Trump is meeting with ‘Northern Triangle’ countries to resolve migrant crisis. July 22nd was the due date to the allegedly ‘Refugee Agreement’ President Trump had set with Mexico, regarding migrants currently held in “Concentration Camps” by the border between both countries.
A couple of weeks ago, Trump held a folded piece of paper during an interview claiming that was one of the pages in the contract he had already signed with Mexico’s President Lopez Obrador. The agreement was to determine how the migrant situation would playoff between Mexico & Central America. Meanwhile, the situation at the border hasn’t improved, detention centers continue to be overwhelmed with refugees & asylum seekers from the ‘Northern Triangle‘ Central American countries of Guatemala, El Salvador, and Honduras.
So far Mexico hasn’t signed nor confirmed the “agreement” Trump supposedly positioned with Mexico.

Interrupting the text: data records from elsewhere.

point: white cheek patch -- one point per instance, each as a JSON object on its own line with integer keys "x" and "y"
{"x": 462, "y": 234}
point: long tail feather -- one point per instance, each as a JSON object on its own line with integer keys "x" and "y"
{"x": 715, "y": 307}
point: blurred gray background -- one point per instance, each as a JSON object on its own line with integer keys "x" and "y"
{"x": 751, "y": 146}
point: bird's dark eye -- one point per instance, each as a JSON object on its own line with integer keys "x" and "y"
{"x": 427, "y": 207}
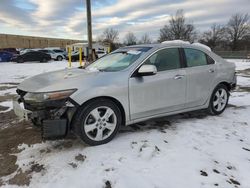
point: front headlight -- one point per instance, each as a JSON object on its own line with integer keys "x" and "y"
{"x": 42, "y": 97}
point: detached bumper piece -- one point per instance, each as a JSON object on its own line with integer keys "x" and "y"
{"x": 53, "y": 129}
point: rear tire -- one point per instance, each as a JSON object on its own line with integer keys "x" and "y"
{"x": 218, "y": 100}
{"x": 97, "y": 122}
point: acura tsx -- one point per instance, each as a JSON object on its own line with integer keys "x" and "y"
{"x": 129, "y": 85}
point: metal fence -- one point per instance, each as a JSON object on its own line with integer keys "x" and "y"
{"x": 234, "y": 54}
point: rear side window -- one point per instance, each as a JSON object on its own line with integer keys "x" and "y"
{"x": 166, "y": 59}
{"x": 210, "y": 61}
{"x": 195, "y": 57}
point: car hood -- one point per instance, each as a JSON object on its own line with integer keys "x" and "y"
{"x": 62, "y": 80}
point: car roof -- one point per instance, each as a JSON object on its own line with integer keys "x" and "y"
{"x": 176, "y": 43}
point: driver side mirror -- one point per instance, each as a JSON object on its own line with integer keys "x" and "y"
{"x": 147, "y": 70}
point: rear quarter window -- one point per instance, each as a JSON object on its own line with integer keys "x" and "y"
{"x": 195, "y": 57}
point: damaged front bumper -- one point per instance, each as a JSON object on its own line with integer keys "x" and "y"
{"x": 54, "y": 117}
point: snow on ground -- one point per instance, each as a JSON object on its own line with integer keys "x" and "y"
{"x": 188, "y": 150}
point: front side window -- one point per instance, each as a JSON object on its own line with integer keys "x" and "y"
{"x": 166, "y": 59}
{"x": 118, "y": 60}
{"x": 195, "y": 57}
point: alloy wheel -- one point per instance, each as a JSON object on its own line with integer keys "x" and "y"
{"x": 220, "y": 99}
{"x": 100, "y": 123}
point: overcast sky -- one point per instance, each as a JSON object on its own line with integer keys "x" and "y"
{"x": 67, "y": 18}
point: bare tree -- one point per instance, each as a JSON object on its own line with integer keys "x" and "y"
{"x": 237, "y": 28}
{"x": 214, "y": 36}
{"x": 130, "y": 39}
{"x": 177, "y": 28}
{"x": 145, "y": 39}
{"x": 110, "y": 35}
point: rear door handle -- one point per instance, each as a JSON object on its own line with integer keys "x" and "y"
{"x": 178, "y": 77}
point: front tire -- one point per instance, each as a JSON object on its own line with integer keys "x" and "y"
{"x": 219, "y": 100}
{"x": 98, "y": 122}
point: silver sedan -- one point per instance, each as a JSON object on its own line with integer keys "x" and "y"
{"x": 130, "y": 85}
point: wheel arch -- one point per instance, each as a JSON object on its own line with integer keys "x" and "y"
{"x": 228, "y": 85}
{"x": 117, "y": 102}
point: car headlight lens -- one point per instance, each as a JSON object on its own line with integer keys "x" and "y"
{"x": 41, "y": 97}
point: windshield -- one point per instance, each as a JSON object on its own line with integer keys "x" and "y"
{"x": 118, "y": 60}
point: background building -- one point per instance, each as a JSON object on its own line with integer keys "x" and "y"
{"x": 18, "y": 41}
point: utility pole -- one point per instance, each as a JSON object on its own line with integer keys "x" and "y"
{"x": 89, "y": 26}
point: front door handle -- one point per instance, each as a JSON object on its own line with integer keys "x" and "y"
{"x": 178, "y": 77}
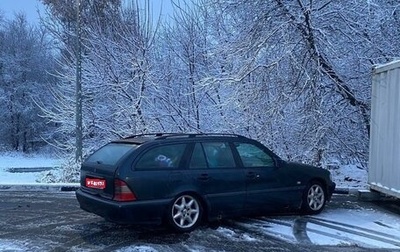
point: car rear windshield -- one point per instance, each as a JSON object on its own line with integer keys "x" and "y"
{"x": 110, "y": 153}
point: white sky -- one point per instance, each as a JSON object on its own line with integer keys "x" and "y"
{"x": 30, "y": 8}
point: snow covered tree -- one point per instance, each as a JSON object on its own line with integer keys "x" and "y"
{"x": 24, "y": 59}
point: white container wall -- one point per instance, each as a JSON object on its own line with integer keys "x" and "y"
{"x": 384, "y": 149}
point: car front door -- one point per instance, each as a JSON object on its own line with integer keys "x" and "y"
{"x": 264, "y": 185}
{"x": 217, "y": 177}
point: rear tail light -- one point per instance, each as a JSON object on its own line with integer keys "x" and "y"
{"x": 122, "y": 191}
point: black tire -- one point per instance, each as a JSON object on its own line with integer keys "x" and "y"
{"x": 185, "y": 213}
{"x": 314, "y": 198}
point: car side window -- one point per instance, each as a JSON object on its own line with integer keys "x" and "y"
{"x": 253, "y": 156}
{"x": 198, "y": 160}
{"x": 161, "y": 157}
{"x": 219, "y": 155}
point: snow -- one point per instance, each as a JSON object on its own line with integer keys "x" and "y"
{"x": 346, "y": 176}
{"x": 17, "y": 168}
{"x": 358, "y": 226}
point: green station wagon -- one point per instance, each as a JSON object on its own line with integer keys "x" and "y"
{"x": 183, "y": 179}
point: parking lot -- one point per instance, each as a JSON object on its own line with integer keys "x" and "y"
{"x": 52, "y": 221}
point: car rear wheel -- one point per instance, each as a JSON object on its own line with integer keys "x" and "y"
{"x": 185, "y": 213}
{"x": 314, "y": 198}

Getting Mexico to sign this accord will be particularly complicated since just around mid-July a similar deal with Guatemala called the “Safe Third Country Agreement” was questioned. Such contracts between both countries required for Guatemala to assume responsibility for asylum seekers traveling from and through this country.

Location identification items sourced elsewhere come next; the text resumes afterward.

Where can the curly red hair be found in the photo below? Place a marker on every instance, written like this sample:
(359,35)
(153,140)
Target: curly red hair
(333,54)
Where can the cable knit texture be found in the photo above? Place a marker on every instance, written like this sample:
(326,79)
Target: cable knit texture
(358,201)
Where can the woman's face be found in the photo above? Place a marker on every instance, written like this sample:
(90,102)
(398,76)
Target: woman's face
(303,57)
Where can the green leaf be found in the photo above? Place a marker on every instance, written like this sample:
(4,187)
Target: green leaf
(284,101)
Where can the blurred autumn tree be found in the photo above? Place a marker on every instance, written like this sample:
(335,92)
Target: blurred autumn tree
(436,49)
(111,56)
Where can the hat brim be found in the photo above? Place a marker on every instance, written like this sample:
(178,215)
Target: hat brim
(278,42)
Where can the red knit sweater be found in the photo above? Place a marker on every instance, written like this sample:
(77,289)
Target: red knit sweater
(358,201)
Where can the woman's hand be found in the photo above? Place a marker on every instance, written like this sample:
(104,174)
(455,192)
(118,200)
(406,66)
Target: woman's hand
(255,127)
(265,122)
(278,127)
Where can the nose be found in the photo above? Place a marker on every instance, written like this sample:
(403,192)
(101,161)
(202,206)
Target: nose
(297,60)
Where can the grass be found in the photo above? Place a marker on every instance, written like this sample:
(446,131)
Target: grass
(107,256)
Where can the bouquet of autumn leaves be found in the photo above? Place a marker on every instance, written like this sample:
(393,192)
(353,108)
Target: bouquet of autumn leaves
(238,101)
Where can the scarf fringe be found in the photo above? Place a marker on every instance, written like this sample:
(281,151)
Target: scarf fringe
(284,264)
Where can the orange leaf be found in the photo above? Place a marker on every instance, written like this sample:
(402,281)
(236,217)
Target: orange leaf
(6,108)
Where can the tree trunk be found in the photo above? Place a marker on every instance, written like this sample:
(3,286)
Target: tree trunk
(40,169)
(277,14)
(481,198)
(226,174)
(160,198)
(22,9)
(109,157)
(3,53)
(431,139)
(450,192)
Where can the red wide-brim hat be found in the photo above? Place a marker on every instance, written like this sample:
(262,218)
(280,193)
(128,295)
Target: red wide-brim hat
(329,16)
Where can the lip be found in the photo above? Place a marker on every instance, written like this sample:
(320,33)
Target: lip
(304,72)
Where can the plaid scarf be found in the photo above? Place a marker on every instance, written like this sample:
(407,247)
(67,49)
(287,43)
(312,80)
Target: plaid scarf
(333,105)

“If Mexico sees Guatemala is no longer being a player in this regional asylum burden-sharing agreement, Mexico might be much more hesitant to jump in,” Sarah Pierce policy analyst at the Migration Policy Institute told TIME.
The goal of the “Safe Third Country Agreement” or ‘STCA’ is for refugees to avoid traveling across multiple nations in order to apply for a visa, with the main objective to allow travelers the opportunity to gain knowledge of their visa status in another passing country instead of traveling all the way to the south of USA and avoid illegal crossing.

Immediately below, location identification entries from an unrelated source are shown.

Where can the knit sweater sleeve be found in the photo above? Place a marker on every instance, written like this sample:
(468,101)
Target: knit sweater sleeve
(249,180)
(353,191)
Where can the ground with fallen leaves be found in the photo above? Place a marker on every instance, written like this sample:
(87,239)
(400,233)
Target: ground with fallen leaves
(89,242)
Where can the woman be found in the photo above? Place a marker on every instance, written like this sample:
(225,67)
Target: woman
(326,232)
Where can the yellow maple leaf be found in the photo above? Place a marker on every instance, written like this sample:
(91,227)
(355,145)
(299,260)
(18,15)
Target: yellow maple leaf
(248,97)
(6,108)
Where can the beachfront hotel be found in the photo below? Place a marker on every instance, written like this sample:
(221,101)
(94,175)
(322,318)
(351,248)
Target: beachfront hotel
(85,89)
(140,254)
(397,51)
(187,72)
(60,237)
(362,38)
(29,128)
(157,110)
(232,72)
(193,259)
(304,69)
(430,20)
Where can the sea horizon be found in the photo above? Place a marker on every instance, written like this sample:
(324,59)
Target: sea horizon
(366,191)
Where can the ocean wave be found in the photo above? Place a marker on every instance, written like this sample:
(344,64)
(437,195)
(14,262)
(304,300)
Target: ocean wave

A week later after the deal with Mexico was to happen, President Trump received a big win when he finally signed the “STCA” with Guatemala’s Interior Minister Enrique Degenhart backed by President Jimmy Morales. From now on, those who travel to the U.S. without previously applying for protection in their own nation will be immediately sent back to their country of origin. Guatemalans must make their claims for protection in their country first. However, opposing Guatemalan government officials are claiming Guatemala has no resources or capacity – the reason Guatemalans are fleeing in the first place. The deal is said to be ‘cruel and illegal’
Trump’s administration hopes to sign this agreement with Honduras and El Salvador as well, seeing a majority of asylum seekers originate from all three countries of the Northern Triangle and not just Guatemala.
Since the deal is now signed with Guatemala, where does Mexico stand in this situation, will they continue to decline the treaty? Will it take in the refugees/migrants, send them to their home countries or sign a deal with Trump’s Administration? And what will happen to the migrant families that are currently stuck at the border waiting for their asylum-seeking process to continue?